I also don’t want to project my own anxieties onto her. Just because I’m worried about these things doesn’t mean that she is, especially when nothing we’ve seen in the communications we’ve been getting so far indicates that we should be. The truth is, no one knows the future. I’ve just always been someone who tends to try to cross bridges before I actually come to them, especially when those bridges are causing me a lot of anxiety.
It also occurs to me that, as a mentor, I place a lot of value on my own experience. I’ve done research and been published in some top journals. I’ve successfully taught in a variety of online and in-person environments. I’ve served on and even chaired some fairly important committees. Hell, I got tenure. But all of that was done during a period of relative stability. Sure, there were the continuing reverberations of the 2008 crisis which made it necessary to occasionally zig when previously the right move would have been to zag. (Example: I left my current institution for two years right after grad school because the financial situation was such that they couldn’t offer me a tenure track job at the time even though they wanted to. Once they could, I came back.) But it seems like the long term effects of what we’re going through right now are going to be so much bigger than what I went through. How do you mentor someone through an unprecedented situation?
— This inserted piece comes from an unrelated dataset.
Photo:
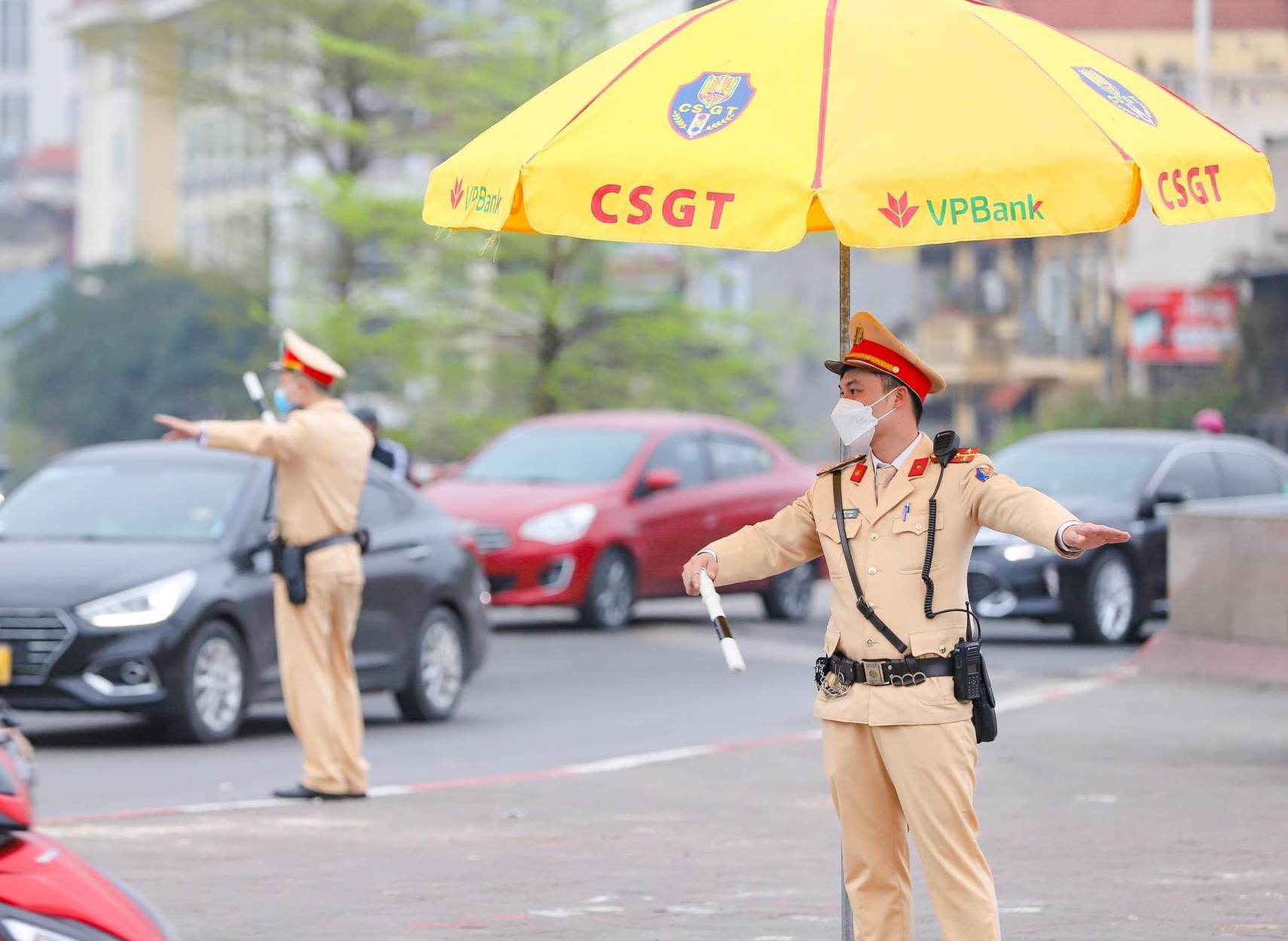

I guess I’m going to have to figure it out. I mean, I want to. Mentoring is still something I very much want to do. It’s just that right now it feels a lot different than it did just a few months ago. I’d finally hit my stride and now this feels like a massive stumble. But for those who still find value in my experience, I still want to be here.
(1) To be clear, our university’s president and his administration have been asked about this and have told us that this strategy is not currently being considered. I believe them.
One thought on “Being a mentor in weird times”
“Mentor” is a truly tough role to fill. In almost all scenarios except perfection (and who needs a mentor in a perfect world?) – the mentor has to wrestle with the burden of influencing another human’s choices and knowing it still may not be enough to ensure success. Academia is particularly strange because it’s built on the premise of a rational, cause-and-effect structure – right up until a catastrophe wrecks that structure. I wish you and your mentee the very best in navigating this uncertainty.